There is a low chance that the Bank of England will reduce interest rates tomorrow, but two more cuts are expected before the end of 2025.
A poll of 61 economists by Reuters suggested that this time the central bank would keep rates at 4.5% and the next reduction could follow in May. August and November were named months for further potential cuts.
If the basic rate was reduced, this would have the most important impact on people with tracker mortgages or variable speed products, because this means that they would benefit from lower repayments.
For those who are looking for a new mortgage with a fixed rate, the price reductions have already been implemented by lenders who are influenced by exchange rates Instead of the basic rate of the Bank of England.
Many borrowers will hope that if there is no cut tomorrow, they will see reductions in the coming months, as the markets predict. But Laith Khalaf, head of investment analysis at AJ Bell, said that there were “substantial risks for these prospects.”
He said: “The last inflation reading for January came in hot and the macro -economic situation is fleeting because Donald Trump’s trade policy is in danger of unleashes a global trade war that could damage growth and increase inflation.
“The Spring statement in the UK Can also contain some tax and spending decisions that have an effect on the interest rate rate in one way or another. In April we will see that the national insurance of the Chancellor and the minimum wage increases come in force, which could also serve to increase prices for consumers, making the Bank of England on their care for reducing rates. “
He added: “At the last mood, two members wanted to lower the rates to 4.25%, which shows some willingness to stimulate the economy in the light of rising inflation.
“Although we may not get a change in interest rates during this coming meeting, the comments and the voting record will still be instructive about the vote that is currently enveloping the Threadneedle Street.”
Will the mortgage interest rate fall in the longer term?
The news today achieved Halifax its short-term two and three-year fixed rates, while the increasing rates on the longer five-year solutions have led to suggestions from mortgage brokers that lenders expect the interest reductions in the shorter term, but not so sure of how things will go further.

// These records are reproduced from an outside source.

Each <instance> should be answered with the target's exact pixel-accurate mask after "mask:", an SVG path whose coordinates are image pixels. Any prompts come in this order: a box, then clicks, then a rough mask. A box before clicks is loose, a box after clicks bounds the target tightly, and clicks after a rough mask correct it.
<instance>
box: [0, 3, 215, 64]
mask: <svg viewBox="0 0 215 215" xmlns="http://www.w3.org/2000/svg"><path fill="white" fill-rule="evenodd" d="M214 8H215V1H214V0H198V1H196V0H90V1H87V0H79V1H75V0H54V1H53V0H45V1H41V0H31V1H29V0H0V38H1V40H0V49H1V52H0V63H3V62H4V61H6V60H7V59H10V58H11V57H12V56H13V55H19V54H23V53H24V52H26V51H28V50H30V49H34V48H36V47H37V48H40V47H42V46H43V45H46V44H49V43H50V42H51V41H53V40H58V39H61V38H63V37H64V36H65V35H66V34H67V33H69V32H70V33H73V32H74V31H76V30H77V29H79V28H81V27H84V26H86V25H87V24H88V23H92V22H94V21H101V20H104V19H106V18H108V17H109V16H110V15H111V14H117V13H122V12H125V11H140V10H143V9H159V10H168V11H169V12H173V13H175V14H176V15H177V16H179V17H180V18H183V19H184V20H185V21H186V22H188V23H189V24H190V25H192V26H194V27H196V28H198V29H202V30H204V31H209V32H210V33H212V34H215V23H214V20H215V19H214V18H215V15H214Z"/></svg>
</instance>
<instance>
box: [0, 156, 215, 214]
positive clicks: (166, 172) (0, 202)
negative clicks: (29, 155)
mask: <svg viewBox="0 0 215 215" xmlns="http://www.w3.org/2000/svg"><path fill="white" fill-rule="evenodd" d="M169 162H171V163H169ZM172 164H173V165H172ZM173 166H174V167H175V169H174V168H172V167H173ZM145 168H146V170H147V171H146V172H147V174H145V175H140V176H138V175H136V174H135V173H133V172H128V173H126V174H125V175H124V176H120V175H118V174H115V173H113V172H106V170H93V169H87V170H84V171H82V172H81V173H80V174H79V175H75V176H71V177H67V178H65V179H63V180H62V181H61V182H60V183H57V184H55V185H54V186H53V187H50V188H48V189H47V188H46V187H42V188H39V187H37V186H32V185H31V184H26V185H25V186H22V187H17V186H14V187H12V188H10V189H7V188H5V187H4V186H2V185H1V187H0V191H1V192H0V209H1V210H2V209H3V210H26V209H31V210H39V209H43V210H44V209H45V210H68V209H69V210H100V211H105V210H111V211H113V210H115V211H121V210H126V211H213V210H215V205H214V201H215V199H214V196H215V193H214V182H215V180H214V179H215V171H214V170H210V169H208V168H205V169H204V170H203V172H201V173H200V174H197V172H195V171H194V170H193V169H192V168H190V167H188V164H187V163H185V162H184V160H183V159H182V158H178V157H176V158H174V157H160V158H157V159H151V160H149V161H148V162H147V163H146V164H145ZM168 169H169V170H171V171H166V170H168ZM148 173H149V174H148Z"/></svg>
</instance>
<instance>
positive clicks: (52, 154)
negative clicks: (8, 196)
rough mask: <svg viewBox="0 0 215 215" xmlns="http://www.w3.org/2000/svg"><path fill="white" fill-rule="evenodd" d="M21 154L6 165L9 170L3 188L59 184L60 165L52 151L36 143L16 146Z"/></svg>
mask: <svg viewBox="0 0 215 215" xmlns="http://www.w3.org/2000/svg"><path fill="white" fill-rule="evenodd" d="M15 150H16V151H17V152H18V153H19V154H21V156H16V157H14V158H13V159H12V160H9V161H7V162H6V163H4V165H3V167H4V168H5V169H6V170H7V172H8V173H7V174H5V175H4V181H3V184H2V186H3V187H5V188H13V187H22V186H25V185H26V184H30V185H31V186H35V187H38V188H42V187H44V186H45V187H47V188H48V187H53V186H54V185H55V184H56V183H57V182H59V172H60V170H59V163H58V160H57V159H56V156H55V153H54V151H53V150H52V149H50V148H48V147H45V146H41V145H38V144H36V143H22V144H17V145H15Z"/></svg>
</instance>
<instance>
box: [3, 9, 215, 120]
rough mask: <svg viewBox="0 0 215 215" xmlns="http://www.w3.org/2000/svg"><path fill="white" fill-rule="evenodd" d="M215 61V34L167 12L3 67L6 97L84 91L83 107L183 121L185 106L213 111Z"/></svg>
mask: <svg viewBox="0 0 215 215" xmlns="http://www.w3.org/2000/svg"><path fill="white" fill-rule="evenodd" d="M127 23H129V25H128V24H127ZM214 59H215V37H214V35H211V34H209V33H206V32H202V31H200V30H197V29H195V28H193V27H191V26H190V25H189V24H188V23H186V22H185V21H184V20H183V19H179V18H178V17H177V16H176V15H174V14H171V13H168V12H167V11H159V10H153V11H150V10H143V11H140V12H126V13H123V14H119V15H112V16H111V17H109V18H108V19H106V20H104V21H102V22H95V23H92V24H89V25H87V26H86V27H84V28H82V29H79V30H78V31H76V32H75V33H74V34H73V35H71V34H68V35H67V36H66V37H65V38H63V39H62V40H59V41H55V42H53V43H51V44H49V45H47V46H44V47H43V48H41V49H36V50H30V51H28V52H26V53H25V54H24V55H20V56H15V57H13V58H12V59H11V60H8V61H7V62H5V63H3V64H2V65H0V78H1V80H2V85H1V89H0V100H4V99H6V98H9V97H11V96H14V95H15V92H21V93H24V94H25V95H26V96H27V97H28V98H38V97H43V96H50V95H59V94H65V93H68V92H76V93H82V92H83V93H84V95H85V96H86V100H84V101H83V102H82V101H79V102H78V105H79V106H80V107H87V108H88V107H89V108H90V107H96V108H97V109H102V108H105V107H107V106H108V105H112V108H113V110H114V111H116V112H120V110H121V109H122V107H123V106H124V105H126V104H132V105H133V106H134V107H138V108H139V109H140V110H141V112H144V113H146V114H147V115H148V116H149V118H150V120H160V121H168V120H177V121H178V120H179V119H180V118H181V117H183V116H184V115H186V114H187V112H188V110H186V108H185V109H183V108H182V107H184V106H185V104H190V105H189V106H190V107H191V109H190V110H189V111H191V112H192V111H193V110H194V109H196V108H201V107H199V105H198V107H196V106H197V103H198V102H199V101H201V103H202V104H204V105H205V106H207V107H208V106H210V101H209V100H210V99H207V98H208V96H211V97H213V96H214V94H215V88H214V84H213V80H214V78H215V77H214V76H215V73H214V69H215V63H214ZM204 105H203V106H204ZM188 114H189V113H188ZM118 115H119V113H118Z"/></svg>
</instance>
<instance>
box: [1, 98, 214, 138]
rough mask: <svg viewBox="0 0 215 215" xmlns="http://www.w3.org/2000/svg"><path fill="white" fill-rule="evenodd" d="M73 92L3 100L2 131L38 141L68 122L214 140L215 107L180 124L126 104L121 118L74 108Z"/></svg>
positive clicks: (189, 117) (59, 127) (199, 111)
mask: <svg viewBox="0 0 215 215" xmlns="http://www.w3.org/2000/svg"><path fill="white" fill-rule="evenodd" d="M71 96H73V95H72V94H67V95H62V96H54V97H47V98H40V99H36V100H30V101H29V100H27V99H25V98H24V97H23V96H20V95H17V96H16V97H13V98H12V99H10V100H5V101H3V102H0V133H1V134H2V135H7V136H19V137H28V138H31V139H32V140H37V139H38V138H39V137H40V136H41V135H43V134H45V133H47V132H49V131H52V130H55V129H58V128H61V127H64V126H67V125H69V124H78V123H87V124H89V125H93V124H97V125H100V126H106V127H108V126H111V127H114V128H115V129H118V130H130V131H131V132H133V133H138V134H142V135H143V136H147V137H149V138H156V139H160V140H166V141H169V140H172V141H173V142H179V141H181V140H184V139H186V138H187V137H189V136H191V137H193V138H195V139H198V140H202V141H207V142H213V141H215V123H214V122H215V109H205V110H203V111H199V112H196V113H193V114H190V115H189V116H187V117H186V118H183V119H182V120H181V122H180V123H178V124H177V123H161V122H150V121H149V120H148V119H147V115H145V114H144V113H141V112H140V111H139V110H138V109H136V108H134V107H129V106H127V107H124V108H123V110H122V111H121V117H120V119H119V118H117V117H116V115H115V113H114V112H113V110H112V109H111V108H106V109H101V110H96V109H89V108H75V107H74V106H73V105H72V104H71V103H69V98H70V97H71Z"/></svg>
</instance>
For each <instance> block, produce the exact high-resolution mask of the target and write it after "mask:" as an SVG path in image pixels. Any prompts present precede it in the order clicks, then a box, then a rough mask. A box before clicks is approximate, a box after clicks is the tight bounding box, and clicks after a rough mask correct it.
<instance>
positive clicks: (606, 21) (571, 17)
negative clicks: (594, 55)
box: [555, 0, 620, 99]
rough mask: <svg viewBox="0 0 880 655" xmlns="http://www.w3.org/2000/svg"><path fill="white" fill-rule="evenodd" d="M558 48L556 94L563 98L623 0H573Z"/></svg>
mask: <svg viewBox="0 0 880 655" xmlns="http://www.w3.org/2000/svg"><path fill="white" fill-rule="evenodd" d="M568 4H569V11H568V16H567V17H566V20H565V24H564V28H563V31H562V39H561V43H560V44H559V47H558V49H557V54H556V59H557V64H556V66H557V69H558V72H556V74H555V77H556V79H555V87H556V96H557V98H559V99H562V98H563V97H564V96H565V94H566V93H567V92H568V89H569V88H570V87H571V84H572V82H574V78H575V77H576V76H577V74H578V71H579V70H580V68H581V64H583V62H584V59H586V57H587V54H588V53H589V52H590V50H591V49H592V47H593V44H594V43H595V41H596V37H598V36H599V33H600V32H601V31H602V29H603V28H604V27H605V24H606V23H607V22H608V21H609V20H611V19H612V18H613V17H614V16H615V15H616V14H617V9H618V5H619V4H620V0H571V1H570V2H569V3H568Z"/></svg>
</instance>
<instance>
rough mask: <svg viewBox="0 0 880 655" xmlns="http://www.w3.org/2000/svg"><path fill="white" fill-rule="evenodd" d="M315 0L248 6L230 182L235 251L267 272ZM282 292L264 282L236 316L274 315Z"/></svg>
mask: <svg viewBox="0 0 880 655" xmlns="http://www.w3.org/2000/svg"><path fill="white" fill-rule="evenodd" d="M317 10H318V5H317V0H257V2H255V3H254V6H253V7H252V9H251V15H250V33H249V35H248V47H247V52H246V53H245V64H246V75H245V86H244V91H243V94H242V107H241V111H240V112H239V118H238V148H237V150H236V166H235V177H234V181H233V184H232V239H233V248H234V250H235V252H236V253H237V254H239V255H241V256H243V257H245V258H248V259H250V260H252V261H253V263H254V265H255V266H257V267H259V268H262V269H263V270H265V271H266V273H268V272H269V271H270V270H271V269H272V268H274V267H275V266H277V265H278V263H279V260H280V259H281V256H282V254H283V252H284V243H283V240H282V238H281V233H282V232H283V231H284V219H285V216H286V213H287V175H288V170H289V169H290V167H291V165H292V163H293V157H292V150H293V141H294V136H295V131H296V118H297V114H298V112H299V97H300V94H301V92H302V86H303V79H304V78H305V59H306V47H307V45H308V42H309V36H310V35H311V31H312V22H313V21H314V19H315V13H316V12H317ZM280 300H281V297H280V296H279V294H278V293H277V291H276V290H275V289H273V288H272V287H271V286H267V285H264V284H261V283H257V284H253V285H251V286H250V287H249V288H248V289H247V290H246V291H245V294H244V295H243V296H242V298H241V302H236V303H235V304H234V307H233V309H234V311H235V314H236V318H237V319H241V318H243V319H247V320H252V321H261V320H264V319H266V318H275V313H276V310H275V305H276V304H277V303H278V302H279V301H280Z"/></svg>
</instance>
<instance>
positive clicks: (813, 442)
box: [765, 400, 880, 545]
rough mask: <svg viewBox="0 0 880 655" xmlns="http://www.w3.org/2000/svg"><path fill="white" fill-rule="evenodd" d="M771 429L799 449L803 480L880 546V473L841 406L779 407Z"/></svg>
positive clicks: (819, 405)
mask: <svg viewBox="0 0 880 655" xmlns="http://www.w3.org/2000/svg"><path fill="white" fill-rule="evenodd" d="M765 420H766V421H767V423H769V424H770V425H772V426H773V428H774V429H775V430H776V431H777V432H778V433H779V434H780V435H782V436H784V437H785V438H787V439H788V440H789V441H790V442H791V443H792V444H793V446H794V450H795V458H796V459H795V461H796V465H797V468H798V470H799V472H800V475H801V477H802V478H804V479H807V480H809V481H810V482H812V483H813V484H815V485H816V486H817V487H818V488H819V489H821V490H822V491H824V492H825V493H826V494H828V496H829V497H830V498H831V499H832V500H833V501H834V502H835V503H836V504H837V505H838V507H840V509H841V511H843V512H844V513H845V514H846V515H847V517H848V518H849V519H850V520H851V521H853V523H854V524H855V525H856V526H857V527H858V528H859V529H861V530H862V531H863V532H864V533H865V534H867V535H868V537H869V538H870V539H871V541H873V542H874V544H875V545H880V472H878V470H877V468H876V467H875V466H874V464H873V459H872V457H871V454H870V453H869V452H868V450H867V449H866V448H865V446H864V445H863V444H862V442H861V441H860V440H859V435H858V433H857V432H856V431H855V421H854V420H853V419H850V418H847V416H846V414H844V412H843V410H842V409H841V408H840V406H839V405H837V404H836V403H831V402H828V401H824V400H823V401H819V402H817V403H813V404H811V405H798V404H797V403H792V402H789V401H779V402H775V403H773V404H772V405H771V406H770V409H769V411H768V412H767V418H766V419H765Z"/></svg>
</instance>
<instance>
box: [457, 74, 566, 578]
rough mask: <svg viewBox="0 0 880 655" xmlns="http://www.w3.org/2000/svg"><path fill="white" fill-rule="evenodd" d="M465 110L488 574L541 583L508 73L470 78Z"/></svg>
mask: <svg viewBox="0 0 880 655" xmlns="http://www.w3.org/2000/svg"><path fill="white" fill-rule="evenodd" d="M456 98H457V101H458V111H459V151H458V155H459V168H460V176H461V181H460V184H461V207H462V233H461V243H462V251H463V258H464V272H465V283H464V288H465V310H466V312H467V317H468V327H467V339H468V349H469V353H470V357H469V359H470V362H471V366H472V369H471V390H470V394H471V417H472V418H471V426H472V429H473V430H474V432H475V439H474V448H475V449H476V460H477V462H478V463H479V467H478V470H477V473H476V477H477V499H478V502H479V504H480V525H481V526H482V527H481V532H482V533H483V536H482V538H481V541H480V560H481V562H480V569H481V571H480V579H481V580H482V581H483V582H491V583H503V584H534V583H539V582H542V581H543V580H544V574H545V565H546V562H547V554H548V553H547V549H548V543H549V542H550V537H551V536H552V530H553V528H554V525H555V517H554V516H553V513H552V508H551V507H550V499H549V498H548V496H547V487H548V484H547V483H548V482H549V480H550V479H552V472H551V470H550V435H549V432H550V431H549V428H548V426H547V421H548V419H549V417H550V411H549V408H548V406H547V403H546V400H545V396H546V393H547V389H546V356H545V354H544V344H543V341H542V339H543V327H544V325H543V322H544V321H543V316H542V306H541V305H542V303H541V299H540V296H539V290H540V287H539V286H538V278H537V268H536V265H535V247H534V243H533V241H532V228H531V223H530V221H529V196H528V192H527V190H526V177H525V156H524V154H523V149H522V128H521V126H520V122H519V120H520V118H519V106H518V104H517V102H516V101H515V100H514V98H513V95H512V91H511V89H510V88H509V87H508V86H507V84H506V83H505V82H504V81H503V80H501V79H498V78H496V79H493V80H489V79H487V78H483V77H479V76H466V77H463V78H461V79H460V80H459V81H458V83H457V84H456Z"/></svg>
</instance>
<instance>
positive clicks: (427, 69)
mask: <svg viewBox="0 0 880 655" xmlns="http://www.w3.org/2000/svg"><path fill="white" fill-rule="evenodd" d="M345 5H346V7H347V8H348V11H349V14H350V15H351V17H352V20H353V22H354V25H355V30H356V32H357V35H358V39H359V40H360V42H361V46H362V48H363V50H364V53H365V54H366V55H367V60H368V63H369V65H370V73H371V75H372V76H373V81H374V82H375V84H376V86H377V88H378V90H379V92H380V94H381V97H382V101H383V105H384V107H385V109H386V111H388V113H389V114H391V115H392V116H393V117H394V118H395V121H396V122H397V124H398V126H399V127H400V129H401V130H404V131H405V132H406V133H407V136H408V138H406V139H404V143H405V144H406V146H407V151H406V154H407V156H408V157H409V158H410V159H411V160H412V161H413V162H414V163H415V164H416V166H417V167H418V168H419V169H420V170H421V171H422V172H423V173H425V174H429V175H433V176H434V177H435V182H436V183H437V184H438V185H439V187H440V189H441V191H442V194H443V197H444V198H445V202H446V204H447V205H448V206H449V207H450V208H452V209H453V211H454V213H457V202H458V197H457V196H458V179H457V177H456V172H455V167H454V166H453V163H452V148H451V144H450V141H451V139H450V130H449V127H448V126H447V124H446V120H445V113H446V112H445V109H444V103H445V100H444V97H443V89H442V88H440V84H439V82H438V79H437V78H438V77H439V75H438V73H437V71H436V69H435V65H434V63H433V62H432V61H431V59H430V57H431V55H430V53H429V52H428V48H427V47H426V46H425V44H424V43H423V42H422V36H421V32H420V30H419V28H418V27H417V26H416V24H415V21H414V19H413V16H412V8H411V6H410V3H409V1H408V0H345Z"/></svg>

It will add an extra complexity for borrowers Decide between a two -year solution or five years So everyone in this situation is encouraged to seek advice from a mortgage adviser.
Emma Jones, director of Whoushebankenno.co.uk spoke through the newspaper agency. She said: “These prices seem to suggest that the Halifax expects the speed reductions in the short term, but is less certain about the direction of the basic rate in the longer term.
“If you want the pace of the mind in the longer term, you have to pay something more based on these changes. Ultimately, you now come for a two -year solution or a five -year -old on several factors, so it’s important to get advice.
“The rates turn out to be turbulent in an unpredictable market. All eyes are now on the Bank of England assessment decision of tomorrow.”